So the Chargers finally took advantage of the great opportunity that Kansas City coach Andy Reid, a BYU graduate, gave them. Reid knew his team was locked into its playoff position, so he rested ex-Ute quarterback Alex Smith and other key players. Yet the Chiefs led most of the game and could have won in regulation, if not for missing a 41-yard field goal.
Weddle was fully responsible for the overtime gamble, making the call as the upback in punt formation from the Chargers' 28-yard line. If the Chiefs had stopped him, they'd have taken possession, already in field-goal range.

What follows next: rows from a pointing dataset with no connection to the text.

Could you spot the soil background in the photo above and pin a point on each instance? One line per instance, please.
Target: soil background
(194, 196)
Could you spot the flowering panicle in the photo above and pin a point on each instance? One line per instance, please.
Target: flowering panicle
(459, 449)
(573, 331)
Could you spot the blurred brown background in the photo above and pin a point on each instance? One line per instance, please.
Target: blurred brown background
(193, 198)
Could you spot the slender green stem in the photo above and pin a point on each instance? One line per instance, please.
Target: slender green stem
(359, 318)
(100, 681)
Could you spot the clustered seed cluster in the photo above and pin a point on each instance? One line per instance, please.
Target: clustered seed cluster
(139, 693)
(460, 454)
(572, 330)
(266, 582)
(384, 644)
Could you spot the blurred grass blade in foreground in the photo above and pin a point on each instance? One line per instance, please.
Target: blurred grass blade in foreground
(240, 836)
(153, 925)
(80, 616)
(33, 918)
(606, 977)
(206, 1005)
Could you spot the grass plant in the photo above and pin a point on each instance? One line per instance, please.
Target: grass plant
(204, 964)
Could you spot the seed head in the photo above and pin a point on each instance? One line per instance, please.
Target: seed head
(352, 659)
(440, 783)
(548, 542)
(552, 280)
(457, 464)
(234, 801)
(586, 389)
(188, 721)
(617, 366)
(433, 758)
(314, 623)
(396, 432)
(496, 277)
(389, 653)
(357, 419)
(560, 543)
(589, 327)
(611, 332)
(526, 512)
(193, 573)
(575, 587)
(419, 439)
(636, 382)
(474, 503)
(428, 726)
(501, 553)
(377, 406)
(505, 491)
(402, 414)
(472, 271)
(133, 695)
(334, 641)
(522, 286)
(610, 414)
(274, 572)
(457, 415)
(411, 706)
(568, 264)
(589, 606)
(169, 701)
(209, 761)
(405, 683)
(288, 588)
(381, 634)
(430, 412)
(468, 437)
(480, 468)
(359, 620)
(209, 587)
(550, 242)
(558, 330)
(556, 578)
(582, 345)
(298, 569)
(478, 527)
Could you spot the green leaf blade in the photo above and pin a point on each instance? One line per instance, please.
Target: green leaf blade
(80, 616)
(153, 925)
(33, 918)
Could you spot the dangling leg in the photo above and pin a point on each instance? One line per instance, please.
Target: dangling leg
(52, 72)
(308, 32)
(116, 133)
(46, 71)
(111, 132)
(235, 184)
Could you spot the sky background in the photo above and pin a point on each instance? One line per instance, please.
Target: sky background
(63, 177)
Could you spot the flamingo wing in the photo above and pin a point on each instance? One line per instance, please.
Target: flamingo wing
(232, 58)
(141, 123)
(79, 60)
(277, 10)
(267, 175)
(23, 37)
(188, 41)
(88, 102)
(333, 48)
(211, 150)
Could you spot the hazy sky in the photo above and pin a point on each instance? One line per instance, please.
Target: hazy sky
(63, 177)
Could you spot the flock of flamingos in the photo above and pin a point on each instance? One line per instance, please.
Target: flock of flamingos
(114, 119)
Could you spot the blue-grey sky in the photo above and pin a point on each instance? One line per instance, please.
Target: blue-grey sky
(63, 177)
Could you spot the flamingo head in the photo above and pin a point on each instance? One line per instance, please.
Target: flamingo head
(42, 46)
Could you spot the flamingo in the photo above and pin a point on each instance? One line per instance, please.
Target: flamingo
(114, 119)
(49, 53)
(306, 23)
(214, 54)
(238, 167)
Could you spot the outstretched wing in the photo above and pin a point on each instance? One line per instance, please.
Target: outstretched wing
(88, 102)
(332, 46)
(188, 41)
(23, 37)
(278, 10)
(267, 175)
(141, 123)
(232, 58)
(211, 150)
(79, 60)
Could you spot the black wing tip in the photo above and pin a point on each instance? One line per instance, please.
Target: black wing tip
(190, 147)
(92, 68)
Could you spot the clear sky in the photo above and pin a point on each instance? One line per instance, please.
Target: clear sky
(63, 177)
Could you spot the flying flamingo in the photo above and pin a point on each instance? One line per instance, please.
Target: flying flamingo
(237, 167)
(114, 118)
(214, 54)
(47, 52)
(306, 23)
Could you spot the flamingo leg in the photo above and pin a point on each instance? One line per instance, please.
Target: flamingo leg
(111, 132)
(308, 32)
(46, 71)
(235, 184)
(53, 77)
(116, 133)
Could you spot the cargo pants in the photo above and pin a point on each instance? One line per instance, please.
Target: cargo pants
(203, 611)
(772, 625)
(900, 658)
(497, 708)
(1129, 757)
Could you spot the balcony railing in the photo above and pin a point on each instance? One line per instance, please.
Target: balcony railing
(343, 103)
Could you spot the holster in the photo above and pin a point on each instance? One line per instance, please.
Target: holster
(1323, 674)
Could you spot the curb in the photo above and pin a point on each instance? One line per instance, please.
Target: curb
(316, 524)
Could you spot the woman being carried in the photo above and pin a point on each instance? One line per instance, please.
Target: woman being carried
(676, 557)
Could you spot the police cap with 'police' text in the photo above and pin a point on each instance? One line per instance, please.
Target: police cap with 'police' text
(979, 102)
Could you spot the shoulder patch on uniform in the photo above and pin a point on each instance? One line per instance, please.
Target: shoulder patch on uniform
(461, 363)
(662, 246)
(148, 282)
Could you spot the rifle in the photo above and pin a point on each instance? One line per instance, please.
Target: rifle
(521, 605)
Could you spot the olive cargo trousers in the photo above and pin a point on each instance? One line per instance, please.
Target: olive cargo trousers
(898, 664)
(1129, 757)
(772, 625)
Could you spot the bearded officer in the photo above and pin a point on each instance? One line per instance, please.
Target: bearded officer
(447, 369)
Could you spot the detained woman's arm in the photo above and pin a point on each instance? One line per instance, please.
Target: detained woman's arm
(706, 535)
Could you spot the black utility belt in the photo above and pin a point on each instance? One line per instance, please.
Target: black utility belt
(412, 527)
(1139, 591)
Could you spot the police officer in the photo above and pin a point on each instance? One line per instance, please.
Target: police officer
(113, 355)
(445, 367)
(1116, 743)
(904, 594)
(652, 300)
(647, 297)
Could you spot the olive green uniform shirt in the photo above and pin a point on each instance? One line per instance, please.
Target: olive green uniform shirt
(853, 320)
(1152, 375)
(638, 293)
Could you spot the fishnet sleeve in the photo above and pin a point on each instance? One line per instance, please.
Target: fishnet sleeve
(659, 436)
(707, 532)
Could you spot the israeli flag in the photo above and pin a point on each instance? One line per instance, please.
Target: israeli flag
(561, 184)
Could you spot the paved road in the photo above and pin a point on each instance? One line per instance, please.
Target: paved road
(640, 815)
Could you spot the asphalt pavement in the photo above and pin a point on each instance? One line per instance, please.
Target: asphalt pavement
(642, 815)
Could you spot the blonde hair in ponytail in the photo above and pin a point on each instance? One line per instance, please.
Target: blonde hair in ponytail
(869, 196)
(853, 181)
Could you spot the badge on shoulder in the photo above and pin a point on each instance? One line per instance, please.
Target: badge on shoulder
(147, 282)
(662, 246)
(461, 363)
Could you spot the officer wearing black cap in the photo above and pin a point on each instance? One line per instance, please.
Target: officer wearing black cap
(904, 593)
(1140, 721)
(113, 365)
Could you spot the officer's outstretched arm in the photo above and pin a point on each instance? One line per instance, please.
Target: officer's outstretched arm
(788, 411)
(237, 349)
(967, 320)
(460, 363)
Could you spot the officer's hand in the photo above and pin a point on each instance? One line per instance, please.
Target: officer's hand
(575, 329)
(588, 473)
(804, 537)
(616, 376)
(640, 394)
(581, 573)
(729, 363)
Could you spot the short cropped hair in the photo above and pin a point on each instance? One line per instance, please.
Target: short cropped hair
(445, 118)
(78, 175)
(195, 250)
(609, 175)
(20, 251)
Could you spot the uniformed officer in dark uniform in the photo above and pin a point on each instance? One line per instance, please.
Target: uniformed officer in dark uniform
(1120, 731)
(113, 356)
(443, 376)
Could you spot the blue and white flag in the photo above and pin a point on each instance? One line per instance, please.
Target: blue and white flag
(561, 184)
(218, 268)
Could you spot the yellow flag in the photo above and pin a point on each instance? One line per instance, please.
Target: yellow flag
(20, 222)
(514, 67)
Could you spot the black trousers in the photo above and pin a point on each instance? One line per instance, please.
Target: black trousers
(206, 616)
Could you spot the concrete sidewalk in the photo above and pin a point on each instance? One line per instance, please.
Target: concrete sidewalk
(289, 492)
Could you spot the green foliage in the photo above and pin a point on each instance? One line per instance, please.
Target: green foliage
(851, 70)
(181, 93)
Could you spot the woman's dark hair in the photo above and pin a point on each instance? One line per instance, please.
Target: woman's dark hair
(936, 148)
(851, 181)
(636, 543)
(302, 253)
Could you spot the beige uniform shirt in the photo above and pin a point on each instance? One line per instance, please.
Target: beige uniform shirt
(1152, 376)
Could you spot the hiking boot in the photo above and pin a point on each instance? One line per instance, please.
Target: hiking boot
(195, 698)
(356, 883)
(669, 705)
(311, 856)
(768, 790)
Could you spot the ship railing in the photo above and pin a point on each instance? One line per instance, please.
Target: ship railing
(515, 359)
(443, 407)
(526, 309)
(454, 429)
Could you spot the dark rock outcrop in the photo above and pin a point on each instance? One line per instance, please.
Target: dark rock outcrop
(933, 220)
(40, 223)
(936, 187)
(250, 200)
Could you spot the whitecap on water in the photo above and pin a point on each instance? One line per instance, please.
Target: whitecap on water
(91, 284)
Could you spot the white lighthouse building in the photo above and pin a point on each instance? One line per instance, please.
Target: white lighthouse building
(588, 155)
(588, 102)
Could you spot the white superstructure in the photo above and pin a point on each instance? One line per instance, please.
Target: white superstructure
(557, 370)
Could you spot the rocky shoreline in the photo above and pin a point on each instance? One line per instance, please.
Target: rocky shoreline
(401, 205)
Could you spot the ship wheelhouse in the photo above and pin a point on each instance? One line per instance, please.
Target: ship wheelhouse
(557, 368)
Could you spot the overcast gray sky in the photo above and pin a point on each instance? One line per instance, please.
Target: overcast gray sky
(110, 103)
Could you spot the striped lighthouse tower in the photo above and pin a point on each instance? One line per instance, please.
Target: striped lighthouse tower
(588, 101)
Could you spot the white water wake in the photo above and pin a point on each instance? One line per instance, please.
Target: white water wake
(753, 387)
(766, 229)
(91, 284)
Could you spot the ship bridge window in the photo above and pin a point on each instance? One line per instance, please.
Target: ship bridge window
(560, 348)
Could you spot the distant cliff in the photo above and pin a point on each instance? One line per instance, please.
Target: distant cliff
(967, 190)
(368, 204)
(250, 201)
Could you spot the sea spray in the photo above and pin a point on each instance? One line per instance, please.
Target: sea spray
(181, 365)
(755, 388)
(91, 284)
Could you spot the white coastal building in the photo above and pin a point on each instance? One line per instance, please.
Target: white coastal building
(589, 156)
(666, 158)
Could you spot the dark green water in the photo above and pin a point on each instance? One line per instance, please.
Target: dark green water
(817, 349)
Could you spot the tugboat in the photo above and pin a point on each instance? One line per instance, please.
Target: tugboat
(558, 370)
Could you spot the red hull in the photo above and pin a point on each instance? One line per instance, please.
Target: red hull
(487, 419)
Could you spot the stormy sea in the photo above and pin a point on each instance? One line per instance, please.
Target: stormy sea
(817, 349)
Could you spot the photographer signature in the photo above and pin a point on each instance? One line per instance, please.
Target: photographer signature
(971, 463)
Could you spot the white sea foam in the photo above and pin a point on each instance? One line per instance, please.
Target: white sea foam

"If we are going to go down, let's go down doing what we do and that's playing aggressive until the end," Weddle told Chargers.com.
San Diego tight end Antonio Gates described the play as "Weddle just being Weddle," and McCoy said, "Thank God it worked out the way it did."
After surging into the pile for the first down, Weddle lost the ball, but he was ruled down.
So Weddle, who made 12 tackles Sunday, added another chapter to the story of his Pro Bowl season, while McCoy earned a playoff berth in his first year. That's an achievement, regardless of how the Chargers struggled to beat a short-staffed Kansas City team.
McCoy and the Chargers (9-7) deserve credit for winning their last four games. As the AFC's No. 6 seed, they're the biggest underdogs in the wild-card round of the playoffs, visiting Cincinnati on Sunday.
Kansas City, the No. 5 seed, will travel to Indianapolis on Saturday, as Reid and Smith try to extend their first season together.